Die gute Nachricht ist, dass der Staat und die staatliche KfW dieses Bauen fördern. Um bis zu 20 Prozent können Eigenheimbesitzer ihre Kosten reduzieren, wenn sie sich rechtzeitig um ordentliche Zuschüsse bemühen. Obendrein gibt es zinsgünstige Darlehen von Umweltbanken für Ökobauten.

Niemand, der ein Holzhaus will, muss darauf lange warten. Inklusive Innenausbau steht es nach zehn bis zwanzig Wochen. Zu den damit gerne verbundenen Irrtümern zählt die Vorstellung, dass Holzhäuser nicht unterkellert werden können oder große Fenster ein Tabu sind. Im Gegenteil, sagt Fritz-Kramer. Gerade auf der Südseite versprechen Fenster große Solareinträge, sprich: Es wird warm. Die Langlebigkeit wiederum hängt von Pflege und Wartung ab. Einige Pagoden in China, die zu den ältesten Gebäuden der Welt zählen, sind aus Holz.

Ein aktuelles Thema, dem sich die Szene stellen muss, ist die Frage nach der Herkunft des Rohstoffes, denn das Fällen von Wäldern ist eines der bedeutsamsten ökologischen Probleme weltweit. »Wir verbauen fast ausschließlich Hölzer aus Bayern«, antwortet Dagmar Fritz-Kramer. Nur rund fünf Prozent stammten aus Finnland und seien gemäß dem PEFC, einem internationalen Programm für nachhaltige Waldwirtschaft, zertifiziert. Im Gegensatz zum strengeren Siegel des Forest Steward Council (FSC) gilt dieses Zeichen aber als weicher, vor allem was die Strenge der Kontrollen angeht. Dem höchsten Standard – und damit den eigenen Ansprüchen – hinke man in diesem Punkt »ein bisschen« hinterher, räumt die Firmenchefin denn auch ein, um dann flugs über heimische Lärche und Fichte zu reden und ihren Traum von einem Hochhaus. »Gesundes Wohnen im 34. Stock« nennt sie den auf den ersten Blick gespenstischen Plan für einen schmalen und hohen Himmelsstürmer aus Holz.

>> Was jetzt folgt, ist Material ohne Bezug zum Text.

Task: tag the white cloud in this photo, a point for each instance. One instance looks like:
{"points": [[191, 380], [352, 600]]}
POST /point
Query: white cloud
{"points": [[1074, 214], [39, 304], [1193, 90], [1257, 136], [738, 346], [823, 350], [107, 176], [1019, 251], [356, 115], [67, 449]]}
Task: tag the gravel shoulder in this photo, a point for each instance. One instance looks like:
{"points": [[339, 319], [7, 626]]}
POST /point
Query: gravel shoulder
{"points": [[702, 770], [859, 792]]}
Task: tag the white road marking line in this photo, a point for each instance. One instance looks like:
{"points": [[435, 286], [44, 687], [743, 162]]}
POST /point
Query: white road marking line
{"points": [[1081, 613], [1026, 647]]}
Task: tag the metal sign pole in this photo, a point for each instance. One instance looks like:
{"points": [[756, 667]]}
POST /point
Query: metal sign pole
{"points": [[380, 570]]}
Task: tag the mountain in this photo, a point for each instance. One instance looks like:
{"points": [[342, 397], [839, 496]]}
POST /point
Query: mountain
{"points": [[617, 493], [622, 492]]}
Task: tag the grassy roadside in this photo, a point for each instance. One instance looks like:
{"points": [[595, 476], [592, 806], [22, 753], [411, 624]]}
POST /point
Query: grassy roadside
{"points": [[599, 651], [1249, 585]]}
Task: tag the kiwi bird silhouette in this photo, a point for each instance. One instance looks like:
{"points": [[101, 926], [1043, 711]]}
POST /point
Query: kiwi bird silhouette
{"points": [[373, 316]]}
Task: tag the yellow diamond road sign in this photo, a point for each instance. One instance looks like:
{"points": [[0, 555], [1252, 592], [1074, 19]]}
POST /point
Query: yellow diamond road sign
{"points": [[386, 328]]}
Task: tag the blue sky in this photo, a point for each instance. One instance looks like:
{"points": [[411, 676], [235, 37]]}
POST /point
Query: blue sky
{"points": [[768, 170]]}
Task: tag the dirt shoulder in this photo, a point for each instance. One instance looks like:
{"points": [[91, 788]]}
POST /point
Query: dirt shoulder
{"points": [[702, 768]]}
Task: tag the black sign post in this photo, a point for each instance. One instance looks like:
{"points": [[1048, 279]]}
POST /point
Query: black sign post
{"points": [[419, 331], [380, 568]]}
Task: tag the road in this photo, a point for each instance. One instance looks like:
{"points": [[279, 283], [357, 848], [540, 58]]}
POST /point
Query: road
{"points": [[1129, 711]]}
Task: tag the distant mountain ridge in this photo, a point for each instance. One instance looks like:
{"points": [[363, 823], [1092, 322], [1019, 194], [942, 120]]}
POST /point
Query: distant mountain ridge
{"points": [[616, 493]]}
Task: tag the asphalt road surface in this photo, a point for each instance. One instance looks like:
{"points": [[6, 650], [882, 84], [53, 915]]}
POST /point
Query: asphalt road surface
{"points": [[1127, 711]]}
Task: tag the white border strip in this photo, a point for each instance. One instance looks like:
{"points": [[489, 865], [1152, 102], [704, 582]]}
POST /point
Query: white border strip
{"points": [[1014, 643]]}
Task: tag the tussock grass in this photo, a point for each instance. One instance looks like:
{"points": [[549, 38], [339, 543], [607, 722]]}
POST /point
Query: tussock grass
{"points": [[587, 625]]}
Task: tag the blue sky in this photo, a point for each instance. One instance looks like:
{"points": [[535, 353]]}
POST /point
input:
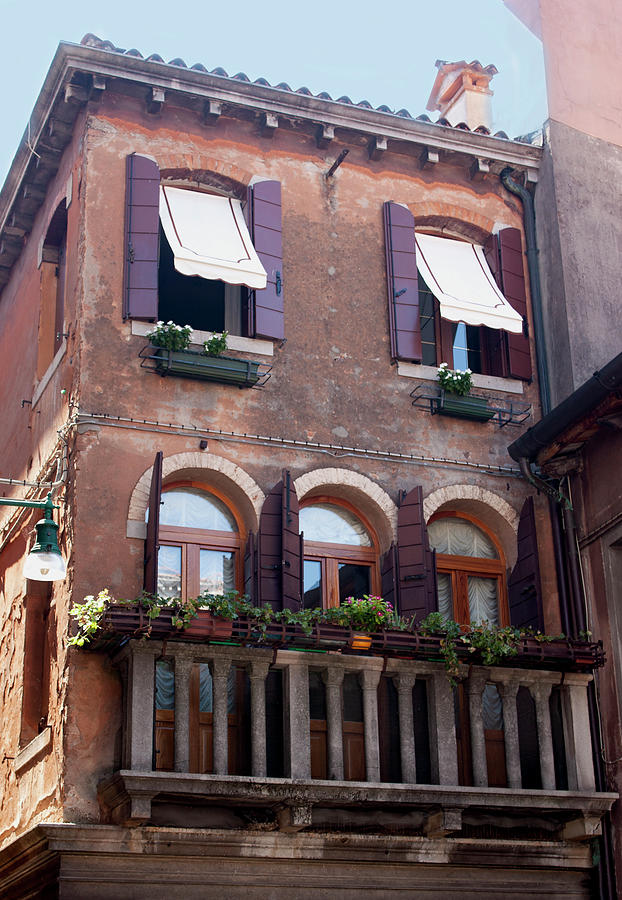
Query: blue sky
{"points": [[382, 52]]}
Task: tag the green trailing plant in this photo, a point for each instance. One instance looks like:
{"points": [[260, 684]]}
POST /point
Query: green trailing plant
{"points": [[489, 644], [170, 336], [455, 381], [216, 345]]}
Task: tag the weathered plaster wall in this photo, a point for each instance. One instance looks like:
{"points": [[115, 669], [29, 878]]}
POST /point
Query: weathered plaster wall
{"points": [[580, 240]]}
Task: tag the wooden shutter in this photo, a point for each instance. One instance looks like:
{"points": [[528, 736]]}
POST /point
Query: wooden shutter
{"points": [[389, 576], [494, 340], [266, 306], [417, 576], [250, 568], [142, 226], [402, 283], [524, 590], [292, 555], [269, 548], [513, 279], [153, 527]]}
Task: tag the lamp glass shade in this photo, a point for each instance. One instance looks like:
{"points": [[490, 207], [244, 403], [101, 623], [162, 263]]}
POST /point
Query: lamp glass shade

Abwegig ist die Idee für solch einen Wolkenkratzer jedoch nicht. Längst haben Holzhäuser die Stadt und im Zuge dessen auch luftige Höhen erobert. Geradezu revolutionär ist das siebengeschossige Bauwerk E3 in Berlin. Nach dem Entwurf der Architekten Tom Kaden und Tom Klingbeil entstand das bislang höchste Wohnhaus aus Holz in einer europäischen Innenstadt. Von außen gar nicht als Holzkonstruktion zu erkennen, zeigt es sich modern und ökologisch zugleich. Sieben Parteien wohnen darin, bei einem Jahresenergiebedarf von nur 30 Kilowattstunden pro Quadratmeter. Das ist deutlich weniger als bei klassischen Neubauten und erst recht weniger als bei Altbauten.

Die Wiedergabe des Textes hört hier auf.